One way to nest elements is to use expandable and collapsable sections to show and hide information. Another way is to organize content into first-level and second-level pages.

04. Display Feedback

If the UI has changed state or if it’s in the process of changing state, then the user needs to know about it — especially when the change was triggered by an action the user took.

Feedback reduces uncertainty and frustration for the user, and preserves their confidence in the UI.

A UI needs to show feedback for the following states:

Success when a change in state was successful. This doesn’t always have to be a green checkmark and a success message. It can be as subtle as changing a label from “on” to “off,” for example.

Error when a change in state failed or an input was invalid.

Progress when quantity or position has incremented.

Loading when the UI is between states, waiting for data to load.

Empty when there is no data to show. This makes it clear there is no data rather than a bug or connection error.

Connection Status if data isn’t syncing.

Interactivity Hover, Pressed, Focused, Disabled states on interactive elements like buttons, links, inputs, and controls.

05. Enable Recovery

Don’t create dead ends. A dead end is a path in the UI that ends on a view with no options.

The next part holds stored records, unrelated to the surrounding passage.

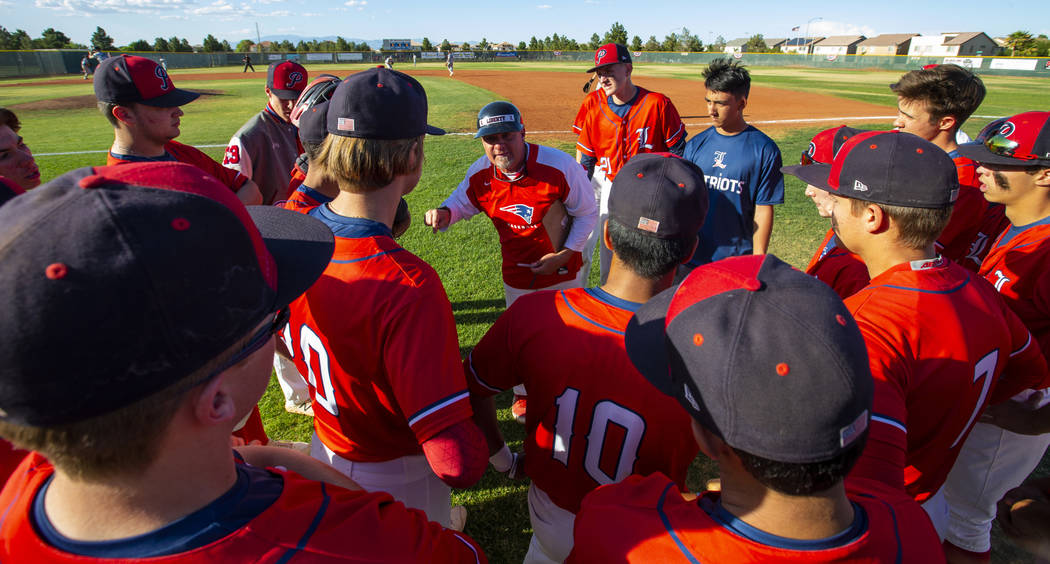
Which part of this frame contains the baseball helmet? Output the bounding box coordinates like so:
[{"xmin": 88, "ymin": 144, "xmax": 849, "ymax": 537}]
[
  {"xmin": 474, "ymin": 102, "xmax": 525, "ymax": 139},
  {"xmin": 290, "ymin": 75, "xmax": 342, "ymax": 127}
]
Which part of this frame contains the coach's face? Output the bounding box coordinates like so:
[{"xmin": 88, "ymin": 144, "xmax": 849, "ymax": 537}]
[
  {"xmin": 481, "ymin": 130, "xmax": 525, "ymax": 173},
  {"xmin": 0, "ymin": 125, "xmax": 40, "ymax": 190}
]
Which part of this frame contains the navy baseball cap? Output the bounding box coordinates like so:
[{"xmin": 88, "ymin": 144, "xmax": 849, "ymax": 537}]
[
  {"xmin": 780, "ymin": 130, "xmax": 959, "ymax": 208},
  {"xmin": 95, "ymin": 55, "xmax": 201, "ymax": 108},
  {"xmin": 299, "ymin": 101, "xmax": 329, "ymax": 145},
  {"xmin": 266, "ymin": 61, "xmax": 309, "ymax": 100},
  {"xmin": 625, "ymin": 254, "xmax": 873, "ymax": 463},
  {"xmin": 609, "ymin": 152, "xmax": 708, "ymax": 238},
  {"xmin": 587, "ymin": 43, "xmax": 631, "ymax": 72},
  {"xmin": 0, "ymin": 163, "xmax": 334, "ymax": 426},
  {"xmin": 328, "ymin": 66, "xmax": 445, "ymax": 140},
  {"xmin": 959, "ymin": 111, "xmax": 1050, "ymax": 167}
]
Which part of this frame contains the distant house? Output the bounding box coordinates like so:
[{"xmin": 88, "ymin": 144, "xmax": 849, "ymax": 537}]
[
  {"xmin": 722, "ymin": 37, "xmax": 748, "ymax": 55},
  {"xmin": 857, "ymin": 34, "xmax": 920, "ymax": 55},
  {"xmin": 908, "ymin": 32, "xmax": 1000, "ymax": 57},
  {"xmin": 379, "ymin": 39, "xmax": 413, "ymax": 50},
  {"xmin": 780, "ymin": 37, "xmax": 824, "ymax": 55},
  {"xmin": 813, "ymin": 36, "xmax": 867, "ymax": 55}
]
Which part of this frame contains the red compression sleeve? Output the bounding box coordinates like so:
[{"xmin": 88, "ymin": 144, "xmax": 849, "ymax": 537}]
[{"xmin": 422, "ymin": 419, "xmax": 488, "ymax": 488}]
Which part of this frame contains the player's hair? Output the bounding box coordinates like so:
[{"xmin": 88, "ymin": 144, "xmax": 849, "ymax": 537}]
[
  {"xmin": 700, "ymin": 57, "xmax": 751, "ymax": 98},
  {"xmin": 889, "ymin": 64, "xmax": 985, "ymax": 130},
  {"xmin": 0, "ymin": 323, "xmax": 261, "ymax": 480},
  {"xmin": 98, "ymin": 100, "xmax": 121, "ymax": 128},
  {"xmin": 316, "ymin": 135, "xmax": 423, "ymax": 193},
  {"xmin": 849, "ymin": 199, "xmax": 954, "ymax": 249},
  {"xmin": 733, "ymin": 431, "xmax": 867, "ymax": 496},
  {"xmin": 608, "ymin": 218, "xmax": 696, "ymax": 279},
  {"xmin": 0, "ymin": 108, "xmax": 22, "ymax": 133}
]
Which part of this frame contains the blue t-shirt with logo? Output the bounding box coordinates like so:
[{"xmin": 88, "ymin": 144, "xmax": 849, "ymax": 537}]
[{"xmin": 685, "ymin": 125, "xmax": 784, "ymax": 266}]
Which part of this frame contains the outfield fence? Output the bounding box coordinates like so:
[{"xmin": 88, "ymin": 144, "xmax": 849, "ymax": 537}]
[{"xmin": 0, "ymin": 49, "xmax": 1050, "ymax": 78}]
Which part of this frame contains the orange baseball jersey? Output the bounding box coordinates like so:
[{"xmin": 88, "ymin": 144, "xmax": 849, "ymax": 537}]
[
  {"xmin": 979, "ymin": 213, "xmax": 1050, "ymax": 357},
  {"xmin": 0, "ymin": 454, "xmax": 487, "ymax": 564},
  {"xmin": 106, "ymin": 141, "xmax": 249, "ymax": 192},
  {"xmin": 566, "ymin": 474, "xmax": 944, "ymax": 564},
  {"xmin": 805, "ymin": 229, "xmax": 869, "ymax": 299},
  {"xmin": 466, "ymin": 288, "xmax": 698, "ymax": 513},
  {"xmin": 576, "ymin": 86, "xmax": 686, "ymax": 181},
  {"xmin": 845, "ymin": 258, "xmax": 1050, "ymax": 502},
  {"xmin": 281, "ymin": 206, "xmax": 471, "ymax": 462},
  {"xmin": 441, "ymin": 143, "xmax": 597, "ymax": 289},
  {"xmin": 937, "ymin": 151, "xmax": 988, "ymax": 272}
]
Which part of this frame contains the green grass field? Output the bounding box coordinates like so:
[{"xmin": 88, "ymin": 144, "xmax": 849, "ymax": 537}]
[{"xmin": 0, "ymin": 63, "xmax": 1050, "ymax": 562}]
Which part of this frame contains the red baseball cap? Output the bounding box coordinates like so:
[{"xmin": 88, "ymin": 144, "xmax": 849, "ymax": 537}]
[
  {"xmin": 587, "ymin": 43, "xmax": 631, "ymax": 72},
  {"xmin": 266, "ymin": 61, "xmax": 309, "ymax": 100},
  {"xmin": 959, "ymin": 111, "xmax": 1050, "ymax": 166},
  {"xmin": 95, "ymin": 55, "xmax": 201, "ymax": 108}
]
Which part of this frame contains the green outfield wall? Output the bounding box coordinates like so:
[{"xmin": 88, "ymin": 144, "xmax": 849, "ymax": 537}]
[{"xmin": 0, "ymin": 49, "xmax": 1050, "ymax": 78}]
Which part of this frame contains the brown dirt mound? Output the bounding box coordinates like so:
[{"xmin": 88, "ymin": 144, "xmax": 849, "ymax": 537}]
[{"xmin": 11, "ymin": 89, "xmax": 225, "ymax": 111}]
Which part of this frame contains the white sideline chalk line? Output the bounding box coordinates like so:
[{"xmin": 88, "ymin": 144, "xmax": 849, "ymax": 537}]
[{"xmin": 33, "ymin": 116, "xmax": 1001, "ymax": 156}]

Every action should be reversible. There should always be a way to navigate back or forward or to take another action. In rare cases where none of these options are possible, use copy to tell the user what happened and provide guidance on what to do next.

UI patterns that enable recovery include:

  • Undo
  • Back
  • Retry, redo, recover
  • End on a main menu or start page

06. Make It Cohesive

Interfaces that look cohesive feel easier to use.

That’s because our brains are wired to trust symmetry. When an environment feels harmonious, we’re more likely to relax and deeply engage with what we’re doing.

What makes a UI cohesive? It’s about composition: How each element relates to the others, and how they come together to form a larger whole.

Even if individual UI elements look and feel outdated, the larger UI can still be made to feel cohesive.

Align Elements

If the UI reads left to right, then align the left edges of elements. This way the user’s eye can follow a straight line down the left edge of page instead of zig-zagging.

One way to do this is to set up a grid or keylines against which to align things.

Use Consistent Spacing

Space elements in consistent increments rather than haphazardly. The smallest increment of spacing is called the baseline. Every other spacing value should be a multiple of the baseline.

A baseline establishes vertical rhythm, meaning you could draw evenly spaced horizontal lines all the way down the UI, and every element would sit on a line.

This lining up of things sends a signal to our brains that’s interpreted as familiarity and trust.

Add whitespace

Spacing also make it clear if elements are related or distinct. Closely spaced elements are seen as related, while those spaced far apart are seen as distinct.

If elements are too close together, they can all blend into one block of content, which can make the UI feel overwhelming and hard to scan.

Put enough space between each area of content so that they are perceived as distinct from one another.

Consolidate Styles and Apply Them Consistently

Don’t use three styles when one style will do.

Styles should support levels of hierarchy in the UI (e.g. headings and paragraphs, primary and secondary actions). Remove styles that aren’t serving this purpose. Add styles only to fill gaps in hierarchy. Then apply them consistently across the UI.

This goes for text and interactive elements.

Wrapping Up

The six fundamentals listed above summarize technical knowledge and best practices that make it easier for humans to interact with software on screens.

Taken together, they can quickly transform a UI from confusing, frustrating, and inefficient to something that’s clear, accessible, and usable.